Formed in May 1999, the OpenTravel Alliance comprises IT specialists from all corners of the travel industry — car rental companies, hotel chains, airlines, and the technology companies that serve these segments. Committees, literally made up of competitors, collaborate to define open-based specifications for electronic message sets and data exchange. The result? Travel partners can exchange electronic messages more easily and cheaply, unleashing the potential for completely new products based on Web services.
What are Web services? The term, which first surfaced about five years ago, encompasses a set of related standards. These standards permit two computer applications to communicate and exchange data over the Internet. By basing Web services on open-standard technologies, travel industry partners can avoid interoperability problems.
Web services can transmit data over many Internet protocols, but most use HTTP — Hypertext Transfer Protocol. Be forewarned — Web services technology is rife with acronyms. The main standard is XML — Extensible Markup Language. XML-based standards include SOAP (Simple Object Access Protocol), WSDL (Web Services Description Language) and UDDI (Universal Description, Discover and Integration).
If all this alphabet soup and arcane IT-speak make you think that Web services have no place in your world, think again. Some travel industry leaders predict that Web services will eventually transform the way airlines, hotels and car rental companies accept reservations. Some have even suggested that Web services-based systems — dubbed direct-connects — will in the next decade usurp the entrenched global distribution systems (GDSes). That’s a claim that has drawn the ire of more than a few GDS executives. One thing is certain, however. Cendant Car Rental Group has already proved that the combination of Web services and OTA standards creates the potential for innovative products that can give customers more options and better service.
Booking a Car in Microsoft Outlook
In August of 2004, Avis introduced Book Avis, which allows customers to book an Avis rental car within Microsoft Outlook. The project arose during an informal meeting between CCRG's Executive Vice President of Marketing Scott Deaver and Vice President of Online and Electronic Marketing John Peebles.
"Book Avis literally started with my boss, Scott Deaver, asking, "OK, what is going to be the new hot thing?"
That question spurred Peebles to ponder why the company couldn't leverage the power of Microsoft Outlook. Working with Turato, Peebles has acquired a general grasp of the capabilities of Web services. As a result, he can imagine new applications that are within reach.
"Avis has a huge amount of corporate business, and Outlook is by far the No. 1 scheduling tool," Peebles explains. "People already have that program open and are using it. There are a lot of paradigms already established."
Many road-warrior executives live and die by their Outlook calendar and address book.

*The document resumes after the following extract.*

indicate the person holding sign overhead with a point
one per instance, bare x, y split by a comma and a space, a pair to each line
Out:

Their computer keeps track of that information and it's accessible with the click of a mouse. So, Peebles proposed, what if Avis customers could book a car in Outlook and the reservation information was automatically integrated into their Outlook calendar? And what if they could easily forward their reservation information to anyone in their Outlook address book?
Since this was a completely new way to book a car, Peebles opted against spending resources on customer focus groups and studies.
"I have a background in market research, and I know that it's really hard to get good customer feedback on products that don't exist yet," Peebles says. "Consumers don’t know how to respond. On the other hand, what does give you valid research is sticking something in front of them, asking them to push some buttons, and having them tell you whether they like it."
Because the project was initially experimental, the last thing Peebles and Deaver wanted to do was to place too many demands on the company's own IT staff. So they hired Portaga Inc., a Web services specialist based in White Plains, N.Y., to develop the project's user interface.
This wasn't, however, a proprietary application. Turato gave Portaga the XML spec for the project. CCRG's Web services operations are part of Turato's technology architecture department.